Open a text facet, then click Cluster in the panel header. You get two families of method:

Key collision — generates a key for each value and groups values sharing a key. Keying functions: fingerprint (default), ngram-fingerprint, metaphone3, cologne-phonetic, daitch-mokotoff.
Nearest neighbour — compares values pairwise by edit distance. Functions: levenshtein and PPM, both controlled by a radius and block chars parameter.

Method	Speed	Catches	False positives	Run order
Fingerprint	Very fast	case, punctuation, word order	Very low	First
N-gram fingerprint	Fast	minor transpositions	Low	Second
Metaphone3 / phonetic	Fast	sound-alike spellings	Medium	For names
Levenshtein / PPM	Slow	typos, OCR errors	Higher	Last, reviewed

What does a fingerprint actually do?

The fingerprint keying function lowercases the text, strips punctuation, splits into tokens, sorts them, removes duplicates and rejoins them. So all of these collapse to one key:

text

"University of Oxford"   -> "of oxford university"
"OXFORD, University of"  -> "of oxford university"
"oxford  university"     -> "of oxford university"

That is why fingerprint is safe as a first pass: it only merges values that are demonstrably the same words in a different shape.
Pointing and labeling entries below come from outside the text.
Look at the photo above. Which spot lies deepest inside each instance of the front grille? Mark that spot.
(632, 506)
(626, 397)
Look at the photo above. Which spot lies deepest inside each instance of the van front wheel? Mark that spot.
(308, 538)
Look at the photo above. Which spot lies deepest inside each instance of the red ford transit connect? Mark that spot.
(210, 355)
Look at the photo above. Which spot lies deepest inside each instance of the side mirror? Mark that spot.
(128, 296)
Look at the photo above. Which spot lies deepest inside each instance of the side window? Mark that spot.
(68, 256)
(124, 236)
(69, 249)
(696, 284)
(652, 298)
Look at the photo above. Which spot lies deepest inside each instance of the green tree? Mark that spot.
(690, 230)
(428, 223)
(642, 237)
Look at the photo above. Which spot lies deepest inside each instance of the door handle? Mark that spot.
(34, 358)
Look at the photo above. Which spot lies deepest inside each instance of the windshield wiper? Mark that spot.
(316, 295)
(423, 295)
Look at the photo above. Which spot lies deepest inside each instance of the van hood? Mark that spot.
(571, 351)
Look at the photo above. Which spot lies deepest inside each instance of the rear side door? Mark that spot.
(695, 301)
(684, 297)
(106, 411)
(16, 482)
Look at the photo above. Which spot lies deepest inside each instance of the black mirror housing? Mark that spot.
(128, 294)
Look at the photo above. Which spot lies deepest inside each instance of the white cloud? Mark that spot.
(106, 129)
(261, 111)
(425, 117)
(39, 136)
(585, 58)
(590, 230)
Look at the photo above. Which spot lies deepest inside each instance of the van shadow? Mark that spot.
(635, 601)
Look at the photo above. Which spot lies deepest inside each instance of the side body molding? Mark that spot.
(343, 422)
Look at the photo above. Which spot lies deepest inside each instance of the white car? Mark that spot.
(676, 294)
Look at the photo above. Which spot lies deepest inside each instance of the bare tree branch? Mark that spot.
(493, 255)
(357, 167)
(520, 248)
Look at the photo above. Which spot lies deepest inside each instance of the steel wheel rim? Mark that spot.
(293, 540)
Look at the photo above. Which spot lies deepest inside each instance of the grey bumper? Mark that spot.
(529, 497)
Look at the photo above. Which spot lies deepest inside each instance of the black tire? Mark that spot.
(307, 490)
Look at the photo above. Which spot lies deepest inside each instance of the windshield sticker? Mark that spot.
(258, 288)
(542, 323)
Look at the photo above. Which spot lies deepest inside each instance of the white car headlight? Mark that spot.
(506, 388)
Walking through a real cluster review

For a column of place names from parish registers:

Facet > Text facet on the place column.
Click Cluster.
Method key collision, keying fingerprint. Review each proposed group.
Tick Merge? only where you are confident; edit the New Cell Value to your authoritative form.
Click Merge Selected & Re-Cluster to keep going on the reduced set.
Switch the method to nearest neighbour, PPM, radius 1.0, and review the typo clusters.

Never tick Select All blindly — phonetic and nearest-neighbour methods will occasionally group "Newton" with "Newtown", which are different villages.

How do you actually remove duplicate rows?

OpenRefine has no one-click "remove duplicates" button. The canonical pattern, once your key column is clustered clean:

Sort by the key column (so duplicates are adjacent) and make the sort permanent via Sort > Reorder rows permanently.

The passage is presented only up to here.